The Brachiocephalic Trunk Variant Origin and High-Riding Course: Two Cadaveric Cases

George Tsakotos 1,, Theano Demesticha 1, Vasilios Karampelias 1, Konstantinos Natsis 2, Vasilios Protogerou 1, Dimitrios Schizas 3, Ilenia Chatziandreou 4, Georgia Kostare 1, Maria Piagkou 1
PMCID: PMC10316069  PMID: 37326398

Abstract

Objective.

The current report describes two rare cadaveric findings of a left sided brachiocephalic trunk (BCT) in relation to the trachea, and its high-riding course above the suprasternal notch (SN).

Cases Descriptions.

In two elderly body donors dissected after death, a left-sided BCT was identified with a high-riding course (0.5 and 0.8 cm above the SN). The BCT originated from the aortic arch, in common with the left common carotid artery, more distally than the typical left-side location and crossed in front of the trachea. In the 1st case, the ascending and descending aortae, and the left subclavian artery had aneurysmal dilatation. In both cases, the trachea was displaced to the right side and had a stenosis due to the chronic compression.

Conclusion.

A high-riding BCT is of paramount clinical importance, as it may complicate tracheotomy, thyroid surgery and mediastinoscopy, leading to fatal complications. BCT injury leads to a massive bleeding during neck dissection (level VI), when the vessel crosses the anterior tracheal wall.
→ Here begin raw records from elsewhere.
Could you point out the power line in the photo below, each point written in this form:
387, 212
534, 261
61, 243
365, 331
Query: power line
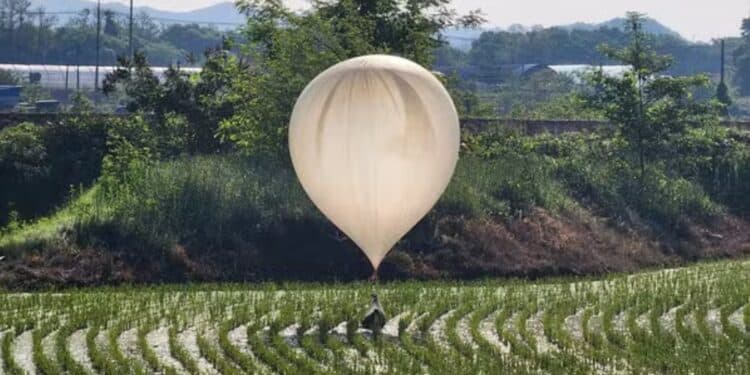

Keywords: High-Riding Brachiocephalic Trunk, Innominate Artery, Variant, Compression, Trachea

Introduction

The typical aortic arch (AA) three-branch pattern, with a 77% prevalence (1) consists of the brachiocephalic trunk (BCT), alternatively called the innominate artery (1st branch), that further divides into the right common carotid artery (RCCA) and the right subclavian artery (RSA). The 2nd and 3rd branches are the left common carotid artery (LCCA) and the left subclavian artery (LSA). AA variant branching patterns (23% prevalence) have been associated with dysphagia, vascular diseases, and aortic dissection (1). The increase in cardiovascular interventions requires a deep and detailed understanding of AA anatomy (2). The importance of the evolution of computed tomography (CT) scans in AA variant detection was highlighted in a recent meta-analysis (1). Among the atypical AA variants, the brachiocephalico-carotid trunk (BCCT), is the most common variant (36% prevalence) (1) and is composed of the fused vessels BCT and LCCA. This arterial complex in humans was falsely characterized as “bovine AA”. The true “bovine AA” is identified only in animals with deep chests, and corresponds to a single great vessel originating from the AA, giving rise to both the RSA and LSA and a common trunk of the RCCA and LCCA (the so-called bicarotid trunk) (3). A correlation was identified between BCCT occurrence and thoracic aortic disease onset (4). In addition, the aneurysmal presence, and the high risk of rupture with concomitant death is highlighted (5). Therefore, this variant was characterized as a “true silent killer” (5). Typical and variant BCT locations: Typically the BCT is located across the anterior tracheal wall, between the 6th and 13th rings (the 5th and 6th tracheal rings are the most common locations) (6). A high BCT location has been identified between the 1st and 5th tracheal rings (6-8) and is of clinical importance, as it may complicate tracheotomy (6, 8), thyroid surgery (9) and mediastinoscopy (7), leading to death. During neck dissection, massive bleeding may occur after BCT injury (10).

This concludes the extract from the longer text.